Ce consensus qui tue

Droit de grève, IPE, droit syndical… depuis le temps qu’on en parle ! Si la concertation est sûrement un moyen civilisé d’approcher les problèmes, le consensus est souvent celui qui les fait durer.

Il y a des réformes qui sont dans les tuyaux depuis de nombreuses années. Elles ont fait l’objet de débats, d’études, mais elles peinent à sortir des tiroirs ! Bien sûr, une réforme doit mûrir, prendre le temps qu’il faut, mais une réforme qui tarde trop à se concrétiser, n’est-ce pas une réforme qui devient plus compliquée à mesure que le temps passe ! Il en va parfois des réformes comme des pathologies : à trop tarder à administrer la thérapie, on se condamne au remède de cheval.

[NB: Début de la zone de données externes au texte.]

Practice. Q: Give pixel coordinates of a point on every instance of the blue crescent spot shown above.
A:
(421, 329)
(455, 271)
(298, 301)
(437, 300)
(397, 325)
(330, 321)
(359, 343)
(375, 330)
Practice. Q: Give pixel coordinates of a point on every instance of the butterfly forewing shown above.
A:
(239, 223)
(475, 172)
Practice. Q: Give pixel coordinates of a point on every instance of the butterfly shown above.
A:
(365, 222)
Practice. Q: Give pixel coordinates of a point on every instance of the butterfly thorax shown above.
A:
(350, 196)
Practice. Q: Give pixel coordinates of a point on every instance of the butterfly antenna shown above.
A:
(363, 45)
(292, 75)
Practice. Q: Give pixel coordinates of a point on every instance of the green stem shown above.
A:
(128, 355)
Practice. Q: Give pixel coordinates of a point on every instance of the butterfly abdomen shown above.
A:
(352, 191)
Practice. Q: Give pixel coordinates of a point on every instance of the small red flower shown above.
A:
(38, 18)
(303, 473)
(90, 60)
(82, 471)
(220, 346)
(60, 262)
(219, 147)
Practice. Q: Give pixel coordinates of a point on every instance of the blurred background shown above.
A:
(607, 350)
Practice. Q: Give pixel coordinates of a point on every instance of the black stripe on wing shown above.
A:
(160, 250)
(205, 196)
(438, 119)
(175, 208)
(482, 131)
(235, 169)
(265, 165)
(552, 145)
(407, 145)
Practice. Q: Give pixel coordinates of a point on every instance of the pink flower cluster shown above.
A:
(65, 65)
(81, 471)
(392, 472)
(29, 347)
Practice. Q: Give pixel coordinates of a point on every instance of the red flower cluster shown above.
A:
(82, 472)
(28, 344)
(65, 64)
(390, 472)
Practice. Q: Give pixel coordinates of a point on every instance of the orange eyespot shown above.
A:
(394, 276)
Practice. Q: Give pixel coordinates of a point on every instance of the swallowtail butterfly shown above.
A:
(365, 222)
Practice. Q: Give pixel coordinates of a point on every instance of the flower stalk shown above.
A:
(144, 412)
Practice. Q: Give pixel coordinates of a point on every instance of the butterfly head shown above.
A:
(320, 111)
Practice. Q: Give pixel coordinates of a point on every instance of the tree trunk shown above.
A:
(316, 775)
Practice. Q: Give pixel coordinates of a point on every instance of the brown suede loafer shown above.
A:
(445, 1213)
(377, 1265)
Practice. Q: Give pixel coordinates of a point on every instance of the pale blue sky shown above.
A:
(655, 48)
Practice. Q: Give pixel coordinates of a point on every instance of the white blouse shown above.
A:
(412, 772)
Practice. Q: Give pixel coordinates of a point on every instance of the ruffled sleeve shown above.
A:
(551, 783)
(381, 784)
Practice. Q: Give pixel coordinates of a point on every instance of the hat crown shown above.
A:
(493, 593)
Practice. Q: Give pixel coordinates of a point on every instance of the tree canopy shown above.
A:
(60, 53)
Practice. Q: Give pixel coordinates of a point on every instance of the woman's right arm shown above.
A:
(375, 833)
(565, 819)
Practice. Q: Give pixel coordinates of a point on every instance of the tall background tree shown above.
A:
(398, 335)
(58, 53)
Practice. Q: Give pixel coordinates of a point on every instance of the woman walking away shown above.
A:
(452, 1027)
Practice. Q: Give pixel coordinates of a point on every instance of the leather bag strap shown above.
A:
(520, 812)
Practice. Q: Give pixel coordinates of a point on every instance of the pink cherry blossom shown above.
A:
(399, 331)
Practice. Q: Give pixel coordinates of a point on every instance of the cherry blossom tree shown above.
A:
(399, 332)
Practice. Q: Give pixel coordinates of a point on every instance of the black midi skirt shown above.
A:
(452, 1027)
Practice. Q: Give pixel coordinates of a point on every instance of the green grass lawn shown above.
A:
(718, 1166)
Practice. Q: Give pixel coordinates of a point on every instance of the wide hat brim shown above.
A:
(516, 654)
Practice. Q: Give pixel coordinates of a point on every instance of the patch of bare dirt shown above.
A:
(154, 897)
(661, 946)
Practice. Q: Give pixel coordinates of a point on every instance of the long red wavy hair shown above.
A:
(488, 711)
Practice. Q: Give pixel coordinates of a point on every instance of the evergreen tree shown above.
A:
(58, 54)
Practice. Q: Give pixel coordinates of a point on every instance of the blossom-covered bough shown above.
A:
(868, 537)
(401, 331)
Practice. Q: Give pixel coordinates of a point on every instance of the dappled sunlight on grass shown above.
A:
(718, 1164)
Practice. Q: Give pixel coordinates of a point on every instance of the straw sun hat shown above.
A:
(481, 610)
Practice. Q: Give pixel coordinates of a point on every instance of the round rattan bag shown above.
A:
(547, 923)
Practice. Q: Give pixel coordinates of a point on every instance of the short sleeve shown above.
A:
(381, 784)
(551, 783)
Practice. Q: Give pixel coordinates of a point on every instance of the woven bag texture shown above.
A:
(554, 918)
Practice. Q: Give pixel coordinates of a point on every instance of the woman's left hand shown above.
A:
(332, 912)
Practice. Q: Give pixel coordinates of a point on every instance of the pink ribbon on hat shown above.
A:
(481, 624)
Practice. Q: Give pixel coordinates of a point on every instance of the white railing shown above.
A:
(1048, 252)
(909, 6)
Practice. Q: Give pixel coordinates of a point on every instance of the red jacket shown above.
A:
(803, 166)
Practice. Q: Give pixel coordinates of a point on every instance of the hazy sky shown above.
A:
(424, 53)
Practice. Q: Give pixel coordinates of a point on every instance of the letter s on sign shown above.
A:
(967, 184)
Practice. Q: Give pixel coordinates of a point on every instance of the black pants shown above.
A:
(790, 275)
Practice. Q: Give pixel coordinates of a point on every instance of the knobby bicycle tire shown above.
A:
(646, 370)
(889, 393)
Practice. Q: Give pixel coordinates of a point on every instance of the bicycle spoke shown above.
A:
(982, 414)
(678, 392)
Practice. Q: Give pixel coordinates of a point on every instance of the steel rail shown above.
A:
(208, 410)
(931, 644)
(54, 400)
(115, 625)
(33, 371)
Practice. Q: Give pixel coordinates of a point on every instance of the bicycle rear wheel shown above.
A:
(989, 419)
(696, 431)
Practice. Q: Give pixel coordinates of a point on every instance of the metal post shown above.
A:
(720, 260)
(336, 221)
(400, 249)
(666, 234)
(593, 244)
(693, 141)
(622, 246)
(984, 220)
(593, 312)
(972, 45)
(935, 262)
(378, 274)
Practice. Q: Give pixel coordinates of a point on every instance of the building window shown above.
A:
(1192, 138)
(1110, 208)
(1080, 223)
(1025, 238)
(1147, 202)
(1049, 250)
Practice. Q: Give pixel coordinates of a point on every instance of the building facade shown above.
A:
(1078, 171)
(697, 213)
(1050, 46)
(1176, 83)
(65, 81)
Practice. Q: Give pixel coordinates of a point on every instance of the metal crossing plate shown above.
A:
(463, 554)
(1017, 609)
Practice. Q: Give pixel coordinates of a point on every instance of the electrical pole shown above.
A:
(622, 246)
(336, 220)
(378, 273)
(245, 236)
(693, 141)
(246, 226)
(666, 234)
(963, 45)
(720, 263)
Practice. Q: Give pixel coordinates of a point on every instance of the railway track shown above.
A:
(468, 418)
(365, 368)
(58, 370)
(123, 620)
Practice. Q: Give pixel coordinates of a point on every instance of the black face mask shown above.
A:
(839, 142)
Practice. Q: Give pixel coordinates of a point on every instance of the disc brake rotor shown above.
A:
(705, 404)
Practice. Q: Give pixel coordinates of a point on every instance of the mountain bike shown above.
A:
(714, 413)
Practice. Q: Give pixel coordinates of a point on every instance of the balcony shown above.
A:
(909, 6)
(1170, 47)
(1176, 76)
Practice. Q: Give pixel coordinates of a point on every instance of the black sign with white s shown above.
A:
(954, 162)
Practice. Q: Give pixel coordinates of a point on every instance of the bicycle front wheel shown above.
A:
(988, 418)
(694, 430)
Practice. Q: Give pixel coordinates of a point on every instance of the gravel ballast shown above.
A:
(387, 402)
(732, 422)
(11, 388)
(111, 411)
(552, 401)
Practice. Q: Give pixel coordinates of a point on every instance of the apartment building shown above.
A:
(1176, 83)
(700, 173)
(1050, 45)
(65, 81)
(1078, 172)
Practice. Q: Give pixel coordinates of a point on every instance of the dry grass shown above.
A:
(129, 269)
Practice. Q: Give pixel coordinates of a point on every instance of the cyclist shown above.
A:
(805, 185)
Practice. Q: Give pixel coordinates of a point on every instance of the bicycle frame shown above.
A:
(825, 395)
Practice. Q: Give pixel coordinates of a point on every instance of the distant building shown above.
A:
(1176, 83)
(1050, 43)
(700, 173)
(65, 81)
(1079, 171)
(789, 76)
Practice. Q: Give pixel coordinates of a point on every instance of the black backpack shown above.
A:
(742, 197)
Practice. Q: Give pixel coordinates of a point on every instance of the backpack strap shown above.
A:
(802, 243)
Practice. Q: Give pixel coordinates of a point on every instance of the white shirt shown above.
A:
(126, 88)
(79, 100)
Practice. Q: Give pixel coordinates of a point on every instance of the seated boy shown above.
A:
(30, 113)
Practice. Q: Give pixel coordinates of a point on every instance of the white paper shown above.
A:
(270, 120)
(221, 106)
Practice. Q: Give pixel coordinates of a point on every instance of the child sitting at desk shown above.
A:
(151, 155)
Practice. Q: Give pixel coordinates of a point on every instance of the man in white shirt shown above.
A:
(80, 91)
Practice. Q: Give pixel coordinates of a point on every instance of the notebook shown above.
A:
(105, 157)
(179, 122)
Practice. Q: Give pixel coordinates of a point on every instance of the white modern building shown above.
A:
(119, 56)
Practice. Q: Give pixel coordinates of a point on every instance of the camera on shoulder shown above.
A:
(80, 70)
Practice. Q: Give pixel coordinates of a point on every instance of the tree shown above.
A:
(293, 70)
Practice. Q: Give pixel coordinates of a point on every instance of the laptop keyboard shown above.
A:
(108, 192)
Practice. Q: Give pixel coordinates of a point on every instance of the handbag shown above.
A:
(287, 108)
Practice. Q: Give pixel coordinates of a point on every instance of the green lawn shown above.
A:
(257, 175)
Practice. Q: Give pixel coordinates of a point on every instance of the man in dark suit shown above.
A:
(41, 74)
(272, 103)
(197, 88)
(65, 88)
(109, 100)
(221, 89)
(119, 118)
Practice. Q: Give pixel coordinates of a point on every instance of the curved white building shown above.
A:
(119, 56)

Réforme des retraites, mise en place de l’indemnité pour perte d’emploi (IPE), droit syndical, droit de grève…La liste est longue des projets déjà bien ficelés et qui, devant chaque difficulté, sont mis sous le boisseau ; comme si l’on attendait qu’un événement fortuit survienne pour débloquer la situation ; ou qu’une nouvelle majorité arrive pour s’en occuper !

Les retraites ? Un chantier qu’il faut prendre rapidement à bras-le-corps, disait-on il y a déjà quelques années. A moins de deux ans de l’entrée de la CMR – pour prendre cet exemple – dans un cycle de déficits et à huit ans de l’épuisement de ses réserves, rien n’est encore fait, si ce n’est ce diagnostic-là. On peut toujours rétorquer que la situation est loin d’égaler celle par exemple de la France qui entame à peine sa réforme des retraites alors même que ses comptes sociaux sont déjà noyés dans des déficits abyssaux. Mais les deux économies, est-ce vraiment besoin de le rappeler, ne sont nullement comparables, et la capacité contributive des Français n’est évidemment pas la même que celle des Marocains.

Idem pour l’IPE : tout le monde est d’accord pour son instauration, personne ne se dépêche d’y parvenir. Le monde syndical part en vrille, donnant lieu à une constellation d’organisations aussi chétives que peu représentatives, et pourtant le texte qui ambitionne d’y mettre de l’ordre risque de jaunir comme celui sur la grève qui en est à sa énième mouture.

C’est que, dans tous ces cas, comme dans bien d’autres, celui qui est censé jouer le chef d’orchestre, donner le tempo, c’est-à-dire l’Exécutif pour ne pas le nommer, semble paralysé par une recherche éperdue du consensus. Mais le consensus est une chose et la concertation en est une autre. Si la concertation est sûrement un moyen civilisé d’approcher les problèmes, le consensus est souvent celui qui les fait durer.